XX
Aucun remords généreux ne lui inspira dans sa déchéance un parti capable de sauver le roi qu'il avait perdu, ou d'honorer du moins la chute du trône par un magnanime effort. Il se laissait emporter comme un débris inerte et sans volonté par ce courant de ruine. Quand il vit sa propre vie menacée par les séditions croissantes à Paris, il abandonna enfin le timon qui ne gouvernait déjà plus qu'au gré des tempêtes, et il se réfugia avec sa femme et sa fille dans son château de Coppet, à l'abri de la révolution, sur une terre étrangère.
Sa fille, protégée par son titre d'ambassadrice, ne tarda pas à revenir à Paris où la rappelaient ses opinions, ses attachements et son ardeur politique. Sa jeunesse, sa passion, ses enthousiasmes, ses liaisons avec les publicistes et les orateurs du temps lui avaient fait dépasser les opinions de son père.

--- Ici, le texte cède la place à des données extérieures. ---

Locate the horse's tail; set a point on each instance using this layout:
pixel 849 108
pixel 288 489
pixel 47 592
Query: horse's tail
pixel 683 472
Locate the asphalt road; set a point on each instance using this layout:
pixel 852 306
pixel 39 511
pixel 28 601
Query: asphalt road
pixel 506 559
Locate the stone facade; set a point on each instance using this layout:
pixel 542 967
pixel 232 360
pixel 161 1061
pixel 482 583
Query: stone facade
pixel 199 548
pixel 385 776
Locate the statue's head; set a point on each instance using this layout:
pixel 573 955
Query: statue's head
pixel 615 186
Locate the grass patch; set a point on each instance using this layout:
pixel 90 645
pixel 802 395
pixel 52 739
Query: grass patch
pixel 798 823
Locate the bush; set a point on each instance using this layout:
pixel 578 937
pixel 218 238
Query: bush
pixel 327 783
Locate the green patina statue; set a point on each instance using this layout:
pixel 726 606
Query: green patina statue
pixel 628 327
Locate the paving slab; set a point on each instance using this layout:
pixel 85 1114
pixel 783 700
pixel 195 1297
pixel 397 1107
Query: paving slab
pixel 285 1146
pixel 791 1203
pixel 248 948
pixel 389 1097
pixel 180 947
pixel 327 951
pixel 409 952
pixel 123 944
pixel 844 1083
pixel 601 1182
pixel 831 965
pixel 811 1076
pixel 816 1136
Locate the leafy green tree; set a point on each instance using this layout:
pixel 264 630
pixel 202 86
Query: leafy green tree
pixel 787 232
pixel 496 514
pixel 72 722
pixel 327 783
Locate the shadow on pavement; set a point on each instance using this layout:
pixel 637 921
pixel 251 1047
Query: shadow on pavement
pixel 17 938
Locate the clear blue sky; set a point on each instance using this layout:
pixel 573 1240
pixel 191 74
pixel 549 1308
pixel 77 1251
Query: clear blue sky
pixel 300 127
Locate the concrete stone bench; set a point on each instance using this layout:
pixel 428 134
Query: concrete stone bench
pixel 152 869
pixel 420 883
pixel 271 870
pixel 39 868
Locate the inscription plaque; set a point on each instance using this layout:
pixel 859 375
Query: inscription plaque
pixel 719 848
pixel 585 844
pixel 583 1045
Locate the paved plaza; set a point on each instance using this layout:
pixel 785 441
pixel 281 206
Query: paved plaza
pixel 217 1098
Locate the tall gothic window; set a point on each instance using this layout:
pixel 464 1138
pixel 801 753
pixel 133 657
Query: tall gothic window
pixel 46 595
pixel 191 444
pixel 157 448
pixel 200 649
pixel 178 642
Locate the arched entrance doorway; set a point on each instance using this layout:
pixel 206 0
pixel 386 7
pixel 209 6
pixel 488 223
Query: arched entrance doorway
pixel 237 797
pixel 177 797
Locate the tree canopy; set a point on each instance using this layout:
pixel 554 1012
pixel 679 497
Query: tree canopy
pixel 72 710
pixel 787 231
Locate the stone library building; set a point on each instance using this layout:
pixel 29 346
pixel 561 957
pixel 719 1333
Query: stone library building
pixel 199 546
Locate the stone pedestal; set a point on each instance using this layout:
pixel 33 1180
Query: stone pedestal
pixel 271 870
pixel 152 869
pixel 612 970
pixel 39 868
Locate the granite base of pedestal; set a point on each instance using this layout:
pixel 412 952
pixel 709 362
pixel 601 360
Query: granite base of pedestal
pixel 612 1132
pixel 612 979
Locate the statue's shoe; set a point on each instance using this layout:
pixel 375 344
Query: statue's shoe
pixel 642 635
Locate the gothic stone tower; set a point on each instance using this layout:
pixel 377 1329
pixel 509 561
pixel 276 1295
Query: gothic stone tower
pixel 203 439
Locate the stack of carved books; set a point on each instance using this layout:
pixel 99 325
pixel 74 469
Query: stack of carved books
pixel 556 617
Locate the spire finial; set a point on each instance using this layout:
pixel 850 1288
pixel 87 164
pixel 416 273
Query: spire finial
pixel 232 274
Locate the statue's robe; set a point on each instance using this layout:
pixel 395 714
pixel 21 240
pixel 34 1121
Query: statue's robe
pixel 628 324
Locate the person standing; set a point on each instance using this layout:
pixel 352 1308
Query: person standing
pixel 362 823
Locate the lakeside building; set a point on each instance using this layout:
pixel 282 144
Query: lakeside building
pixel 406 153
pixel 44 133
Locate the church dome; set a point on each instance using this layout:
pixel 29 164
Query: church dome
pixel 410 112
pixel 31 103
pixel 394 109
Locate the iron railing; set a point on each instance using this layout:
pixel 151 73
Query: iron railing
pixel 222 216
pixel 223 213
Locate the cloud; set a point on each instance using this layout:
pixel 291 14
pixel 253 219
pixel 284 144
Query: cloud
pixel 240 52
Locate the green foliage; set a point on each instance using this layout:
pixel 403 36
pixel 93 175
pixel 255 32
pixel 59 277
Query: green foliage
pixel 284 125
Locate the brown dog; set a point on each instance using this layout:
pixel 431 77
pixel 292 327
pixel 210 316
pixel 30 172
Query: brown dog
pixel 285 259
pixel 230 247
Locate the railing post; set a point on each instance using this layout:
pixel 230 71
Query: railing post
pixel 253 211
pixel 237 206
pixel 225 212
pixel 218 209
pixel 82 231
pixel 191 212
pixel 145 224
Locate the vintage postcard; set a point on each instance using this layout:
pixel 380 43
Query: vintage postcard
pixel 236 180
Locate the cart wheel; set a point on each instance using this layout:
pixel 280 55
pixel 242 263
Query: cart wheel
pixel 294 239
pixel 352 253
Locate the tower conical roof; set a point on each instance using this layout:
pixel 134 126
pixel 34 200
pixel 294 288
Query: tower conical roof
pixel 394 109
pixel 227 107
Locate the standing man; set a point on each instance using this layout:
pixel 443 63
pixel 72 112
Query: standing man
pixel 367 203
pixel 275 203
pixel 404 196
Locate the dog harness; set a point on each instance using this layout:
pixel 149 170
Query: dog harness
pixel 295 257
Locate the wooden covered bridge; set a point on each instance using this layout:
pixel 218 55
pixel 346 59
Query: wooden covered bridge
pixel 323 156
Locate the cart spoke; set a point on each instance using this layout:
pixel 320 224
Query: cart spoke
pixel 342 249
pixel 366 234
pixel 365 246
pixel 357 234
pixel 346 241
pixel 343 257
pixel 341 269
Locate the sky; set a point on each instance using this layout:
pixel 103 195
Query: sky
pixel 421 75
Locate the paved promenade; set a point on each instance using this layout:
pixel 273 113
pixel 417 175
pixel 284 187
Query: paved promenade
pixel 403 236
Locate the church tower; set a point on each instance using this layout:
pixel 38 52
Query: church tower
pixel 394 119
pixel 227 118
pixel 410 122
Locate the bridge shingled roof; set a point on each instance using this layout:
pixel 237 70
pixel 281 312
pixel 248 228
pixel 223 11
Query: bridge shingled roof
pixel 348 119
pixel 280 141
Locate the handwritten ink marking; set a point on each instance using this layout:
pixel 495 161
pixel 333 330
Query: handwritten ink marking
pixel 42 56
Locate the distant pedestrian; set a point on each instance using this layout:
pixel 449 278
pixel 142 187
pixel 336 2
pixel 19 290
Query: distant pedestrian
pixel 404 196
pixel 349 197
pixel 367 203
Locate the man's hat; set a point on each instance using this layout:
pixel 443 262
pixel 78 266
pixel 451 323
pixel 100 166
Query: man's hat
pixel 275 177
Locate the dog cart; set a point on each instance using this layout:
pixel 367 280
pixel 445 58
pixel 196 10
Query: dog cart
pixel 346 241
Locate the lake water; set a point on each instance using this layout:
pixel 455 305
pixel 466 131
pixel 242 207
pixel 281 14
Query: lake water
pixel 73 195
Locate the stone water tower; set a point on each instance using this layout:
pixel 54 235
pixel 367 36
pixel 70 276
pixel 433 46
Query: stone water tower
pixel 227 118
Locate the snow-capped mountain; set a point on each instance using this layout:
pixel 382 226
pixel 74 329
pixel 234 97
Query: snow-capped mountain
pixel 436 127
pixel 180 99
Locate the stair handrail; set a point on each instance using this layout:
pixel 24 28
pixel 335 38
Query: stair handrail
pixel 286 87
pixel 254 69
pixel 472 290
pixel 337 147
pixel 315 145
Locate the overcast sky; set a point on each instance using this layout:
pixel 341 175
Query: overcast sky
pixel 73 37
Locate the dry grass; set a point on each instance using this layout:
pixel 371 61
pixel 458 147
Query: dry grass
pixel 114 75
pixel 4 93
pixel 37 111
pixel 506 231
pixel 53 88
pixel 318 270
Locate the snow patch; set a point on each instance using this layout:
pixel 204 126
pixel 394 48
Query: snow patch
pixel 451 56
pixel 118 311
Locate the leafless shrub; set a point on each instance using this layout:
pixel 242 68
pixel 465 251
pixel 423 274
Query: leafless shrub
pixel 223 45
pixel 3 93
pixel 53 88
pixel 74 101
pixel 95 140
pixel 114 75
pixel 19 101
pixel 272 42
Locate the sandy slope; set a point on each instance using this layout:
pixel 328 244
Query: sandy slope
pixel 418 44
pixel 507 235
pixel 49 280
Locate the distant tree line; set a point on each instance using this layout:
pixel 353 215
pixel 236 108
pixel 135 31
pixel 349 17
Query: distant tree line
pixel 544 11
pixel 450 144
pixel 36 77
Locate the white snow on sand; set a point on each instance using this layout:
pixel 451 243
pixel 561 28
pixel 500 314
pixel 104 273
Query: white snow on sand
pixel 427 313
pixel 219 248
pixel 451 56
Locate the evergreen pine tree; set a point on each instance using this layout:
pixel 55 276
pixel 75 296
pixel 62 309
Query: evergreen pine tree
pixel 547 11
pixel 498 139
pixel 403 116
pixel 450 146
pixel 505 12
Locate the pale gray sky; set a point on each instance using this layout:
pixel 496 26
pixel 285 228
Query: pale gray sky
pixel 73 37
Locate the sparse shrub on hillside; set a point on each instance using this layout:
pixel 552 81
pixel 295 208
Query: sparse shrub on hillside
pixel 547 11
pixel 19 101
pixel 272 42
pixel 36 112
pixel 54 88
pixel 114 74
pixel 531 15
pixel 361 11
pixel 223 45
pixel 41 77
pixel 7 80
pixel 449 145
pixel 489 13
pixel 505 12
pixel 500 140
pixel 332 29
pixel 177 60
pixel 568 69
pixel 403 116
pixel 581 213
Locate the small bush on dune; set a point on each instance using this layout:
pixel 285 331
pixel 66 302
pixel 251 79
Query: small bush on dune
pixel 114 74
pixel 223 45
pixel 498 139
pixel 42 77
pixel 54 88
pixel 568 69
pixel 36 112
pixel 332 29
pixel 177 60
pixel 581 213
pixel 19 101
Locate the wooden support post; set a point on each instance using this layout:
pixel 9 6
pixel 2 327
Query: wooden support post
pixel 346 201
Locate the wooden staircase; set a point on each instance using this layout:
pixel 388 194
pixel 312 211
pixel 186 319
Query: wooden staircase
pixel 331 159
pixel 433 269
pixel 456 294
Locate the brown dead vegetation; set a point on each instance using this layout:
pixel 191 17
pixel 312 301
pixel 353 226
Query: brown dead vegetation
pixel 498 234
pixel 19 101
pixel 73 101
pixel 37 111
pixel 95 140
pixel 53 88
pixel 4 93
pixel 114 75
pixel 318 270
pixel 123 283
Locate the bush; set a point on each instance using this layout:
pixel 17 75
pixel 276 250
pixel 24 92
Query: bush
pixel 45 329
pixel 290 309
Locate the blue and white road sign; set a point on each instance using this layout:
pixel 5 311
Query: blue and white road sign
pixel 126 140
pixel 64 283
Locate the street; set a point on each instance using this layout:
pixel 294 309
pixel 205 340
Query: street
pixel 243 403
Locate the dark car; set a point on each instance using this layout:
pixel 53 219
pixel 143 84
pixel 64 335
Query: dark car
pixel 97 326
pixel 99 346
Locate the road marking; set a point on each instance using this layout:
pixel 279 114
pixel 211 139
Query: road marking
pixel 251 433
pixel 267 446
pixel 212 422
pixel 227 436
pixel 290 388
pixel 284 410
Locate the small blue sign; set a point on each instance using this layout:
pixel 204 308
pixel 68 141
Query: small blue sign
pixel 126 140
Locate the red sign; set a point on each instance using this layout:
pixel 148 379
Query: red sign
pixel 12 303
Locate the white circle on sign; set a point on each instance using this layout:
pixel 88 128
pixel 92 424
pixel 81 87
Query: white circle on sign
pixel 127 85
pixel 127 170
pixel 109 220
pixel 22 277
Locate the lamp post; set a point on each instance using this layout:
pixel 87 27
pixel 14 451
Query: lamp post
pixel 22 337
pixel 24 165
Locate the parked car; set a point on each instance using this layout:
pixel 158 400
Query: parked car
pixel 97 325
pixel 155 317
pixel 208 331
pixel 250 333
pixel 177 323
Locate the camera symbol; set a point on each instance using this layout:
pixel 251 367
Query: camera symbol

M. Necker avait rêvé une monarchie à trois pouvoirs pondérés comme l'Angleterre, sans considérer que les gouvernements ne se copient pas, mais qu'ils se moulent sur le type des traditions, des idées, des mœurs, des classes préexistantes dans un pays. Les plagiats en politique ne sont pas seulement des platitudes, ce sont des chimères. La France qui n'a d'aristocratie que dans l'intelligence, et où par conséquent l'aristocratie est personnelle, ne pouvait reconstituer d'une main les priviléges politiques qu'elle détruisait de l'autre. Aristocratie et France moderne sont deux mots qui se nient l'un à l'autre. La force ou l'idée, voilà alternativement le gouvernement de la France; mais il n'y a point de place pour le gouvernement de convention et de préjugé. Les esprits y marchent trop vite pour s'arrêter dans les institutions moyennes. L'extrême en tout, c'est le vice et la vertu de cette nation.